Je triture du bout des doigts un morceau de pain de mie. Deux petites bouchées. Il me reste deux ridicules petites bouchées et j'aurai mangé la moitié d'une tranche. C'est le deal avec ma psychothérapeute en échange de quoi, elle mange le reste de mon plateau. Aujourd'hui, bouillon de vermicelles et fromage blanc. Je ne lui souhaite pas bon appétit, ça serait déplacé. Et surtout c'est le même repas tous les jours depuis que j'ai le droit d'avaler quelque chose. Dans cette clinique, aucune chance que leurs patients grossissent avec ça, c'est encore pire qu'une ration de combat. Et à cet instant, je suis certaine que Clara pense comme moi. Elle grimace en faisant tourner sa cuillère dans le bouillon.

— Pourquoi vous ne vous préoccupez jamais de ce qui se passe en moi ? lui demandé-je.

Elle pose le couvert et repousse le bol. Cette fois-ci, je crois qu'elle ne le mangera pas.

— Je ne comprends pas ta question.

— Vous ne me demandez jamais si j'ai mal quelque part, ou si je cicatrise bien, ou encore si aujourd'hui j'ai réussi à marcher, précisé-je.

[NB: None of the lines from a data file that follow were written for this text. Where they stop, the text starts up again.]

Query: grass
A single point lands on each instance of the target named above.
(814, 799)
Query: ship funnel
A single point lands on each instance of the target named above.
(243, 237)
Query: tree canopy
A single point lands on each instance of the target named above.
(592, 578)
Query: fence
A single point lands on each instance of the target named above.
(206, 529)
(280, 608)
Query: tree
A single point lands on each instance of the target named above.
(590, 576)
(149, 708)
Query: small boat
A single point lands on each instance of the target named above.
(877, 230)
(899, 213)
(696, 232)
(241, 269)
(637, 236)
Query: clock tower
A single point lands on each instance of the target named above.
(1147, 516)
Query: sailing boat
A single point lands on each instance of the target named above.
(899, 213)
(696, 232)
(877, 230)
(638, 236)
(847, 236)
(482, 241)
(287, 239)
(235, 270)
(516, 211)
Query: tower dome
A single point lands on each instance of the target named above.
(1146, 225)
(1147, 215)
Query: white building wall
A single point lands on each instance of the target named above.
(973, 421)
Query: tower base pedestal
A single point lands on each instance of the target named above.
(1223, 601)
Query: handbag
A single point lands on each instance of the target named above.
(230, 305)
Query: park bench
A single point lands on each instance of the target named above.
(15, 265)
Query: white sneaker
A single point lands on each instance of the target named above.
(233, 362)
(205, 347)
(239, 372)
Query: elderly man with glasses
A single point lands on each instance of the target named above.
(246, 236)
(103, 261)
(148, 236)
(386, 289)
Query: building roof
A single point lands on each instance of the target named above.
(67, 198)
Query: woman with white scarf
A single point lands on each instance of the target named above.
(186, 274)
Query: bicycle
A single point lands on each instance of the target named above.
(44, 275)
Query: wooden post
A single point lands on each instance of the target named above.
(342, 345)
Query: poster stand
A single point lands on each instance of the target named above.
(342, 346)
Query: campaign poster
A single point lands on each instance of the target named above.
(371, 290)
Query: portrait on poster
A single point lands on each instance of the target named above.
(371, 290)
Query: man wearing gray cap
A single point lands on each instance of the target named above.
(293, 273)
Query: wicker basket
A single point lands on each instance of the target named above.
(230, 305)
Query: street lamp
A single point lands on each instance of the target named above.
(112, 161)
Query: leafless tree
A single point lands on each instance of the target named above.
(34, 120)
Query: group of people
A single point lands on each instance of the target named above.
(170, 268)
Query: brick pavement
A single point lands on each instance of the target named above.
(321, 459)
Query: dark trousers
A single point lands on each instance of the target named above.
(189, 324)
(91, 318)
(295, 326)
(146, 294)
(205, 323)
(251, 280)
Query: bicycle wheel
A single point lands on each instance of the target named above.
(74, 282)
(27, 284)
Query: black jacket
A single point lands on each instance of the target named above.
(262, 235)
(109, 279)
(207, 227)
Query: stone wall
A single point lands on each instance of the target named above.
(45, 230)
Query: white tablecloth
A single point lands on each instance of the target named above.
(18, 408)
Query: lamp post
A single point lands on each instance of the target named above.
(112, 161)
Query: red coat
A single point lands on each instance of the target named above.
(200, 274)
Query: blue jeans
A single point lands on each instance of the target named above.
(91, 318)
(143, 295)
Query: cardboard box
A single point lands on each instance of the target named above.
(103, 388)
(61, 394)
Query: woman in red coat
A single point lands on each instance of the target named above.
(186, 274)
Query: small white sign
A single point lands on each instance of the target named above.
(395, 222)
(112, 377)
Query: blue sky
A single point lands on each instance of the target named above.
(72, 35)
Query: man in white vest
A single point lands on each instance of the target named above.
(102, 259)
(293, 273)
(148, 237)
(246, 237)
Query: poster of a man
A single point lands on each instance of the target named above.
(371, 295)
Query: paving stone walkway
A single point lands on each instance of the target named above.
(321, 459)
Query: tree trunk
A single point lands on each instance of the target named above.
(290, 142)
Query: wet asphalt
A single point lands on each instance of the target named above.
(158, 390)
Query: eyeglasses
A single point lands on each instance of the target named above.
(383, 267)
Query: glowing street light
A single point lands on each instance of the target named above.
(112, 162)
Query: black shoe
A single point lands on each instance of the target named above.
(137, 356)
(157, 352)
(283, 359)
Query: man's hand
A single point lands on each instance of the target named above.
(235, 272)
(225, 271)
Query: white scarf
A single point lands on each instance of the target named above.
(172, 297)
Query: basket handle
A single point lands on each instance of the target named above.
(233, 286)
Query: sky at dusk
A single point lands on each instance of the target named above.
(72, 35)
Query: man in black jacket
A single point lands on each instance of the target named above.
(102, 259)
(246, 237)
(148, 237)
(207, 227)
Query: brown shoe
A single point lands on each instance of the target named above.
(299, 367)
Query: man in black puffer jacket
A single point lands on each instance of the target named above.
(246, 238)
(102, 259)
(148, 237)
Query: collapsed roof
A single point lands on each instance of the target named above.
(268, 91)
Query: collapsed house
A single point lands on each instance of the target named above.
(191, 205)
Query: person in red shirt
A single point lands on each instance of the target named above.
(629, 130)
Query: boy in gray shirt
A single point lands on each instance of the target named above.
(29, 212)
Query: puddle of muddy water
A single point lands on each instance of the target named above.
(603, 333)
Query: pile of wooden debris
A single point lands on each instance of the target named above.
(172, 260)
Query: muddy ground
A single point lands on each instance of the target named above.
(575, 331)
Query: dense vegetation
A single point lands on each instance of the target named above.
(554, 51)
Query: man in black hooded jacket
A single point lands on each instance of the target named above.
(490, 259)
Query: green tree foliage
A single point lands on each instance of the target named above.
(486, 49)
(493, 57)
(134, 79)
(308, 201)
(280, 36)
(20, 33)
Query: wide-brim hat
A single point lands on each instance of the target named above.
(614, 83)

Elle penche sa tête sur le côté et me sourit. Encore une fois, elle est incapable de cacher son excitation. Je ne comprends pas trop ce qui lui plait dans ma question, c'est comme si je lui avais donné un bonbon après un régime sans sucre de plus d'un an. Ok, la comparaison est foireuse quand on sait qu'elle bouffe mes super-repas tous les midis depuis quinze jours. Elle m'a aussi regardé comme ça lorsque j'ai finalement décidé de ne rien dire à Charlyne.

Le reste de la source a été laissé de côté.